Ramalinga Raju was convicted in the Satyam scam amounting to over Rs 7,000 crore. The scam came to light on January 7, 2009, when Ramalinga Raju confessed that the company's account books and profits were inflated over many years to the tune of several crores of rupees.

Police arrested him two days later on a complaint filed by some shareholders. The fraud was simple, but it turned out to be India’s biggest corporate scandal. The top management of Satyam Computer Services dressed up their accounts, balance sheets and profit margins to show a rosy picture of the company, in an effort to woo more and more investments from the public. Fixed deposit receipts of many banks were forged for the same purpose. All this they did consistently over a period of six years from 2003 to 2009. Additionally, they also prepared over 7,561 fake invoices, fake clients and fake projects.
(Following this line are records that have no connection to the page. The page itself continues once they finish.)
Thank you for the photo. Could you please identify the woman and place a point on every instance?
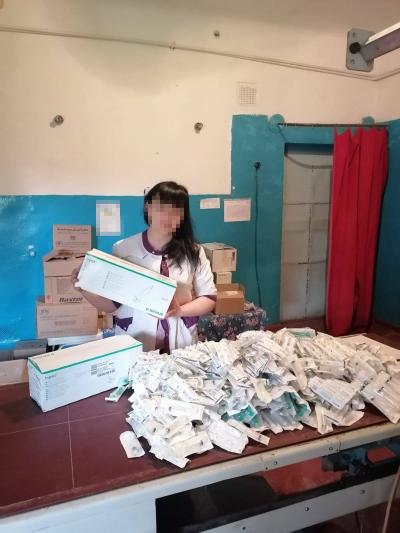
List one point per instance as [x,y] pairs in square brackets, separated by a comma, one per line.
[168,247]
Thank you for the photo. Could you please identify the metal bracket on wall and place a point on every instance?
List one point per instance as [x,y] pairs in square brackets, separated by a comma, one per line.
[363,46]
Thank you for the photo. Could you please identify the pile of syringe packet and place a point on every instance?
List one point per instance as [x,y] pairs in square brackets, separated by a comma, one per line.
[225,393]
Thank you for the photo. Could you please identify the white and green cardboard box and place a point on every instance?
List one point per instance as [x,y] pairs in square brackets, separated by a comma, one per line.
[65,376]
[126,283]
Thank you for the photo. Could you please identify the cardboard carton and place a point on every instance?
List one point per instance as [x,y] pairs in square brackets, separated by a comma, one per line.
[61,263]
[126,283]
[65,320]
[222,257]
[222,277]
[230,299]
[75,238]
[70,242]
[65,376]
[59,290]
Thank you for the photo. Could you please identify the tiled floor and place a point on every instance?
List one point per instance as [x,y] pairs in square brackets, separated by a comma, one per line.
[75,450]
[309,474]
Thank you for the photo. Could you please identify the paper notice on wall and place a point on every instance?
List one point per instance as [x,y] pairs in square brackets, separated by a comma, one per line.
[237,210]
[108,219]
[210,203]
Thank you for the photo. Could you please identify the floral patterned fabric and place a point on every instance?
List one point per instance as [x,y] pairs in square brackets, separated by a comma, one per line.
[216,327]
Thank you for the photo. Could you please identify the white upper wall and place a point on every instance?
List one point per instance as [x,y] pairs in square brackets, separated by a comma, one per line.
[130,109]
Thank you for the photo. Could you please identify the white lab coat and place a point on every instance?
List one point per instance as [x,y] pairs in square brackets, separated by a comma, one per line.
[191,284]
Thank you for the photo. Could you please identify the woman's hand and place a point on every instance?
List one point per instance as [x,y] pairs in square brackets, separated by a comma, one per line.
[174,309]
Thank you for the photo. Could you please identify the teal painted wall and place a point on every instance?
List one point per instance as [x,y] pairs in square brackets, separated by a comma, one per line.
[27,220]
[387,281]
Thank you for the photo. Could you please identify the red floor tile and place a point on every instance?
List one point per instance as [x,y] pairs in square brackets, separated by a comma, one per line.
[19,412]
[300,477]
[34,464]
They even recruited more and more people to show that the "growing" company was in need of more staff.  

The CBI filed three chargesheets against Raju and the other accused, charging them with cheating, criminal conspiracy, forgery, falsification of accounts, and breach of trust. A special CBI court in April 2015 had sentenced him, his two brothers and seven others to seven years in prison in the case, which is said to be India's biggest corporate fraud.

However, a month later, the metropolitan sessions court suspended their sentence and granted them bail.

Meanwhile, Mehul Choksi, an Indian businessman accused of various financial frauds and on the run, had sought a preview of the documentary. He had earlier approached the Delhi High Court through his lawyer but his plea was declined by the court. A court in Bihar, however, restrained Netflix from using Subrata Roy's name in the web series.